Senate kills worker benefit plans; trade legislation picking up

Wednesday, May 22, 2002

WASHINGTON -- The Senate scuttled two proposals Tuesday to create new benefits for workers victimized by imports, including one killed on Vice President Dick Cheney's tie-breaking vote, as momentum grew for passage of major trade legislation sought by the Bush administration.

After more than two weeks of debate, Majority Leader Tom Daschle, D-S.D., said he hoped for a final vote today on the bill giving President Bush expanded authority to negotiate global trade deals.

The maneuvering came as House lawmakers from textile states said they had won support from the GOP leadership and the administration for a provision designed to protect jobs in an industry particularly hard hit by imports. Under the proposal, fabric would have to be dyed, printed and finished in the United States before being shipped overseas for cutting if it is to enjoy favorable trade treatment when it is reimported into the United States for sale as clothing.

Officials said the provision would be inserted into a catchall spending measure expected on the House floor later this week.

"It's exactly what I asked for," said Rep. Jim DeMint, R-S.C., who gained leverage on the issue by supporting the trade legislation when it cleared the House by a one-vote margin last year.

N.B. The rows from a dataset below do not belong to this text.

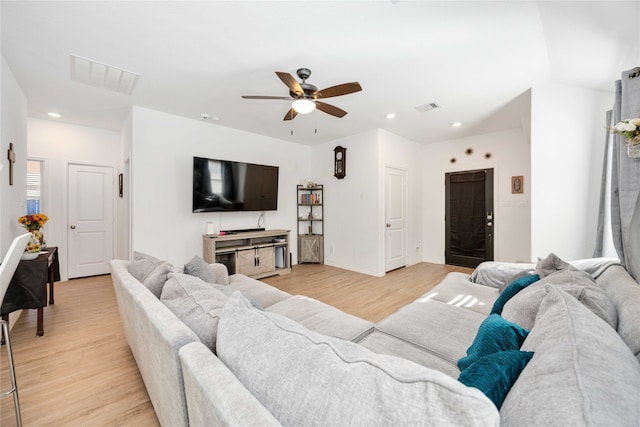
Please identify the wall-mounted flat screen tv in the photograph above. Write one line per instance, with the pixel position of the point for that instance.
(223, 185)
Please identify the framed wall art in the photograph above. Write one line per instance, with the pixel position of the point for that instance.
(517, 184)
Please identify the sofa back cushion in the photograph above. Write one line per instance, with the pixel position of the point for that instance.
(582, 373)
(523, 307)
(305, 378)
(150, 271)
(197, 303)
(625, 293)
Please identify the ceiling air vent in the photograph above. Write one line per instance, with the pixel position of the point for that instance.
(427, 107)
(108, 77)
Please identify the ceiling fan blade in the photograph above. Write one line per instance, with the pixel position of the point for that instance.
(265, 97)
(291, 114)
(291, 83)
(330, 109)
(343, 89)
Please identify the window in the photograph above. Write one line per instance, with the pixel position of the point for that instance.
(34, 186)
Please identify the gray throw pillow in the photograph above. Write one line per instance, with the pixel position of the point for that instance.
(308, 379)
(549, 265)
(196, 303)
(498, 274)
(141, 255)
(523, 308)
(199, 268)
(582, 373)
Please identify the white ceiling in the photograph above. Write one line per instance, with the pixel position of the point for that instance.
(475, 59)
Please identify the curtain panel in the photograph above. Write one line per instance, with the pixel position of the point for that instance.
(625, 181)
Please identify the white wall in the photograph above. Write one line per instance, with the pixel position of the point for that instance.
(60, 144)
(123, 204)
(352, 204)
(509, 157)
(13, 127)
(567, 148)
(163, 147)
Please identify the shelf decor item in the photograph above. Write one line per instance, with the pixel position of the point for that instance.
(310, 223)
(340, 162)
(630, 129)
(33, 223)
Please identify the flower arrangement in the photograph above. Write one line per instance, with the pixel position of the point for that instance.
(630, 129)
(34, 221)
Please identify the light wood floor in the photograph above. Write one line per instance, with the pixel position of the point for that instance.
(82, 373)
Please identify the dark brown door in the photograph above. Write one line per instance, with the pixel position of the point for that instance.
(469, 218)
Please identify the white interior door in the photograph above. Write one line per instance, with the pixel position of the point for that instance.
(395, 219)
(90, 220)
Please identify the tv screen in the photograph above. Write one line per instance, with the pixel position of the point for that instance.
(222, 185)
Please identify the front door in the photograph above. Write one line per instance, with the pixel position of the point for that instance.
(469, 218)
(90, 220)
(395, 219)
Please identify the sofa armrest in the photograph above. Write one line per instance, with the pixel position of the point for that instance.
(214, 395)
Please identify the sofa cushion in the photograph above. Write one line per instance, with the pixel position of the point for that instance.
(265, 294)
(196, 303)
(523, 307)
(497, 274)
(496, 373)
(150, 271)
(199, 268)
(494, 334)
(382, 343)
(456, 290)
(306, 378)
(429, 324)
(512, 289)
(624, 291)
(582, 373)
(323, 318)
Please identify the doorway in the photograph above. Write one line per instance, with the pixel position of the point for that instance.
(469, 217)
(90, 219)
(395, 219)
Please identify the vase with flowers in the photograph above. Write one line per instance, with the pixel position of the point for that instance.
(630, 129)
(33, 223)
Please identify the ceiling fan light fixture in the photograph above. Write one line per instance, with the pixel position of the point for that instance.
(303, 106)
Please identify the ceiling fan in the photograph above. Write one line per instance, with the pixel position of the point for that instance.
(306, 96)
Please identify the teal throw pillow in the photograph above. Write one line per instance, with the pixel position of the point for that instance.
(494, 334)
(513, 288)
(496, 373)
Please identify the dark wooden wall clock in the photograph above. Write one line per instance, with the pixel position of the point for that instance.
(340, 162)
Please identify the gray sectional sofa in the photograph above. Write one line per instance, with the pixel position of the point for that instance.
(244, 353)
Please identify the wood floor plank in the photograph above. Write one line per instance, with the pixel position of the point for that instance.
(82, 373)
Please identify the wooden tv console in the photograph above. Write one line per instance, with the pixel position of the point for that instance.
(256, 254)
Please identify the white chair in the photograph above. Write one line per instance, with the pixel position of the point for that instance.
(7, 269)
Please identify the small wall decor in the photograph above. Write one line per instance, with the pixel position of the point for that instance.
(517, 184)
(11, 155)
(340, 162)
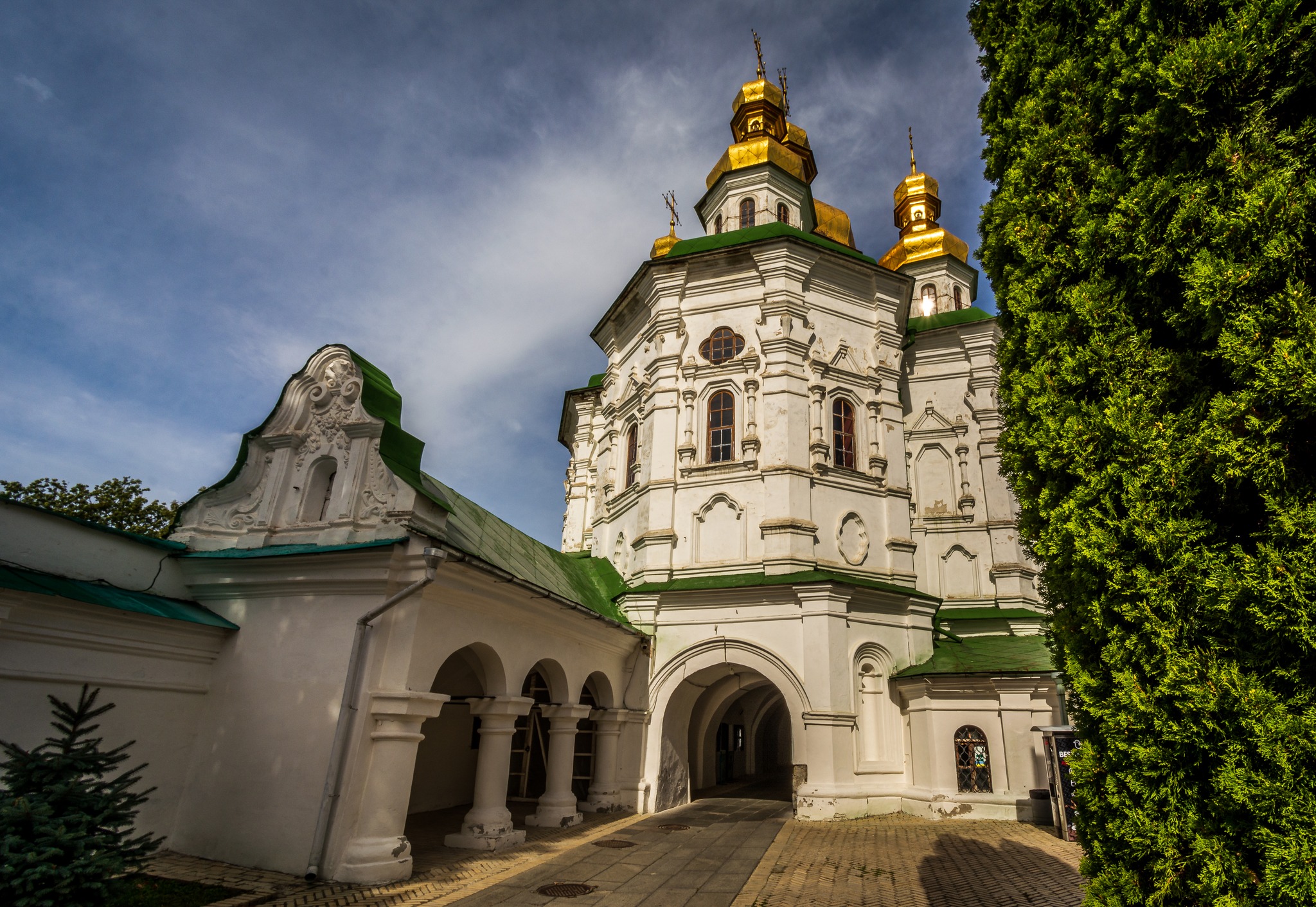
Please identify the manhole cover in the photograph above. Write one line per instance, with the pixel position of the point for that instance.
(566, 890)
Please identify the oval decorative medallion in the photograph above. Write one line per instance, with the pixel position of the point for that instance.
(852, 537)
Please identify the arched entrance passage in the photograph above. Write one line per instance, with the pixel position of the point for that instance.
(727, 710)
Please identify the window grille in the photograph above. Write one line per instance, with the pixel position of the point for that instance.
(842, 433)
(632, 456)
(722, 427)
(748, 212)
(722, 345)
(973, 765)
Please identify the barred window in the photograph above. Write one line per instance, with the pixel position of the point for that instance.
(842, 433)
(632, 456)
(722, 345)
(722, 427)
(748, 212)
(973, 766)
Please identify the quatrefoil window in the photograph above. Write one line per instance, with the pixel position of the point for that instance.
(722, 345)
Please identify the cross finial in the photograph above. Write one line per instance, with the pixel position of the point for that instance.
(670, 201)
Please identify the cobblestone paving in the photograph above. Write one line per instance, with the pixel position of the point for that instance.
(906, 861)
(738, 852)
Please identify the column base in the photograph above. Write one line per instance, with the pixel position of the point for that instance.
(469, 840)
(555, 818)
(375, 861)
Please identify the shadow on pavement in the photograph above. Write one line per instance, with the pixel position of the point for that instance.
(970, 872)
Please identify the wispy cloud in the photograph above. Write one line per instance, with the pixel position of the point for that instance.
(458, 191)
(40, 89)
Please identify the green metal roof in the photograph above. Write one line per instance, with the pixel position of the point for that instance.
(110, 597)
(751, 580)
(989, 614)
(589, 581)
(986, 654)
(162, 544)
(754, 235)
(283, 551)
(399, 449)
(948, 319)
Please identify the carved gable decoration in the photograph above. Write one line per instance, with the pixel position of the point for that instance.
(311, 474)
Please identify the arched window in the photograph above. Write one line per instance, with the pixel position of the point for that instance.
(929, 299)
(722, 345)
(747, 213)
(722, 427)
(632, 456)
(319, 496)
(973, 766)
(842, 433)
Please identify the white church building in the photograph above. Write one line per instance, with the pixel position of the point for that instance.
(787, 552)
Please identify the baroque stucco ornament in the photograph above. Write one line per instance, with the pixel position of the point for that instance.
(312, 473)
(852, 539)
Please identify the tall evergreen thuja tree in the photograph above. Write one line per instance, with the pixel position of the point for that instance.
(65, 823)
(1150, 242)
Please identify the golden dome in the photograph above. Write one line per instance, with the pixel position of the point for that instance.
(916, 211)
(761, 134)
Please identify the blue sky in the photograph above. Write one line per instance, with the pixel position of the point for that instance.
(197, 197)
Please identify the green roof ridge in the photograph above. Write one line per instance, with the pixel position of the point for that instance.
(589, 581)
(751, 580)
(110, 597)
(762, 232)
(948, 319)
(986, 654)
(399, 449)
(163, 544)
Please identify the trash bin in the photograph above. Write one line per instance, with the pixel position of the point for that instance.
(1060, 743)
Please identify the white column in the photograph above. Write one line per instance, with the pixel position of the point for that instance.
(558, 805)
(605, 791)
(488, 825)
(379, 852)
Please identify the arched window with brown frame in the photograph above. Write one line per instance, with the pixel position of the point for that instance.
(747, 212)
(632, 456)
(973, 764)
(722, 427)
(842, 433)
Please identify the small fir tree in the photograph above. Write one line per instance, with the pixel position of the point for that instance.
(65, 823)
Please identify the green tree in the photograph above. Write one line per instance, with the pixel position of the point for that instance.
(115, 503)
(1149, 240)
(65, 825)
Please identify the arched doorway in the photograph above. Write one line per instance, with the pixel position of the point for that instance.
(724, 726)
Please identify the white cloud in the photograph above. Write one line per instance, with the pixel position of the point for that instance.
(42, 91)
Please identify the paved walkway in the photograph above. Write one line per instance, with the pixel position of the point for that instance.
(738, 850)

Rep. Robin Hayes, R-N.C., who also voted for the bill despite a heavy presence of textile jobs in his district, expressed satisfaction.

Blend of trade, benefits

The Senate legislation is a blend of trade provisions proposed by the White House and worker benefits sought by Democrats. It would give Bush authority to negotiate international trade deals, subject to only a yes-or-no vote by Congress -- with one exception. The exception, permitting a separate vote in cases in which American antidumping remedies were weakened, has drawn a veto threat from Bush's advisers and is generally expected to be dropped when House and Senate negotiators fashion their final compromise.

The worker assistance in the bill comes in the form of expanded benefits for those whose jobs are lost due to import competition. A new program of federal subsidies for health insurance is expected to cost as much as $12 billion over the next decade.

Sen. Jay Rockefeller, D-W.Va., and other steel state senators sought to extend the health care benefits to steelworkers who retire when their plants close due to imports. They gained only 56 of the 60 votes they needed.

"No other industry has suffered, has been such a victim of the flood of imports as has the steel industry," Rockefeller said. Daschle urged the Senate, "Let's deal with the victims as well as the prizewinners here."

But Sen. Don Nickles, R-Okla., said such new spending programs were "ransom" for going along with expanded trade authority for Bush. Sen. Charles Grassley, R-Iowa, a leading GOP supporter of the bill, said passage of the steelworker provision would upset a "very balanced compromise."

The next threat to that balance came from an amendment by Sen. George Allen, R-Va., to provide federal home-mortgage assistance for workers laid off because of international trade.

Daschle and Senate Republican Leader Trent Lott, D-Miss., both voted to kill Allen's proposal, a reflection of the bipartisan desire to finish the measure. So, too, did Grassley and Sen. Max Baucus, D-Mont., the chairman of the Senate Finance Committee and a leading Democratic advocate of the trade bill.

With the vote tied at 49-49, Cheney sent the proposal to its death. It was the third time he has voted in the Senate and his only tiebreaker since the Democrats gained the majority a year ago.

At its heart, the legislation is designed to restore trade negotiating power that presidents have had for much of the past quarter-century. The authority lapsed in 1994, and the Republican-controlled Congress refused to renew it as long as Bill Clinton occupied the White House.